At their most fundamental level, computers operate on integers, including textual or character-based operations. Computers encode - store and manipulate - characters as integers of various sizes. The ASCII character set was an early, 7-bit encoding appropriate for the limited capabilities of non-graphic hardware such as teletype and CRT displays (see The Computer Console). However, the ASCII encoding is limited and unable to support the numerous alphabets used today. Modern, graphic-capable computer systems now use the Unicode encoding, based on a 16-bit integer and capable of representing many alphabets and emojis.

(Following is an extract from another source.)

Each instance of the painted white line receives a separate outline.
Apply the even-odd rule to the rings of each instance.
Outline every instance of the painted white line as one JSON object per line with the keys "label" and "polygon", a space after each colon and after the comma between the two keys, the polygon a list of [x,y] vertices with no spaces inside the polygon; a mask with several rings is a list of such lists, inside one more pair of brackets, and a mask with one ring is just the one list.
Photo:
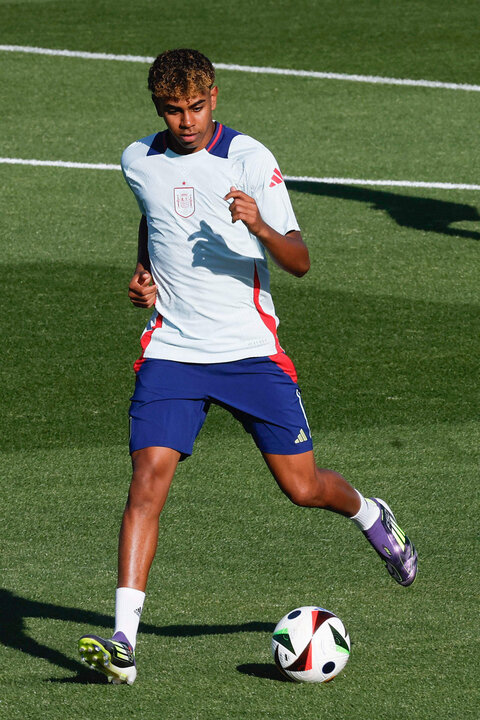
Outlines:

Programs performing textual operations often must classify or categorize characters based on a common characteristic. For example, a program may validate numerical input by verifying that each character read represents a digit. Both character encodings represent digit characters as integer sequences, allowing programmers to write simple tests. Using the Hindu-Arabic numerals for simplicity and assuming that the character is stored in the variable c, we can write the test as follows:
if (c >= '0' && c <= '9') ...
Including hexadecimal digits adds two more ranges to the if-statement:
if (c >= '0' && c <= '9' || c >= 'A' && c <= 'F' || c >= 'a' && c <= 'f') ...
Testing for punctuation characters is still more cumbersome because they are scattered throughout the encodings.
While we can always use if-statements and switches to classify characters, these operations occur so often that C++ provides a library of optimized classification functions. The library implements the functions with table lookups and bitwise operations written in hand-crafted assembly code, making them very fast, and it's unlikely we can outperform them with if-statements or switches.
| #include <cctype> | Header file required to use the cctype library |
| int isalnum(int c) | Returns true if the character c is an alphanumeric (isalpha(c) && isdigit(c)), else return false |
| int isalpha(int c) | Returns true if the character c is an alphabetic letter, else return false; what characters the function considers to be alphabetic letters depends on the default locale: isalpha(c) is true when isupper(c) && islower(c) are true |
| int isascii(int c) | Returns true if the character c is in the range 0 to 0x7F (deprecated) |
| int isblank(int c) | Returns true if the the character c is blank, else return false |
| int iscntrl(int c) | Returns true if the character c is a control character, else return false |
| int isdigit(int c) | Returns true if the character c is a decimal digit, else return false; isdigit(c) returns true whenever c is in the range '0' to '9' |
| int isgraph(int c) | Returns true if the character c has a graphical representation, else return false |
| int islower(int c) | Returns true if the character c is a lowercase letter, else return false; which characters the function considers as letters depends on the default locale: in U.S. English, islower(c) returns true whenever c is in the range 'a' to 'z' |
| int isprint(int c) | Returns true if the character c is a printable, else return false |
| int ispunct(int c) | Returns true if the character c is a punctuation character, else return false |
| int isspace(int c) | Returns true if the character c is a white-space, else return false |
| int isupper(int c) | Returns true if the character c is an uppercase letter, else return false; which characters the function considers as letters depends on the default locale: in U.S. English, islower(c) returns true whenever c is in the range 'A' to 'Z' |
| int isxdigit(int c) | Returns true if the character c is a hexadecimal digit, else return false; isxdigit(c) returns true whenever c is in one of the ranges '0' to '9', 'A' to 'F', or 'a' to 'f' |
| int tolower(int c) | Convert uppercase letter to lowercase, else return false; does not change the character if it is not an uppercase letter |
| int toupper(int c) | Convert lowercase letter to uppercase, else return false; does not change the character if it is not a lowercase letter |
#include <iostream>
#include <cctype>
using namespace std;
int main()
{
for (char c : "Hello, World!")
if (isalpha(c))
cout << c;
cout << endl;
return 0;
} |
#include <iostream>
#include <cctype>
using namespace std;
int main()
{
for (char c : "Hello, World!")
cout << char(tolower(c));
// or cout << (char)tolower(c);
cout << endl;
return 0;
} |
HelloWorld |
hello, world! |
| (a) | (b) |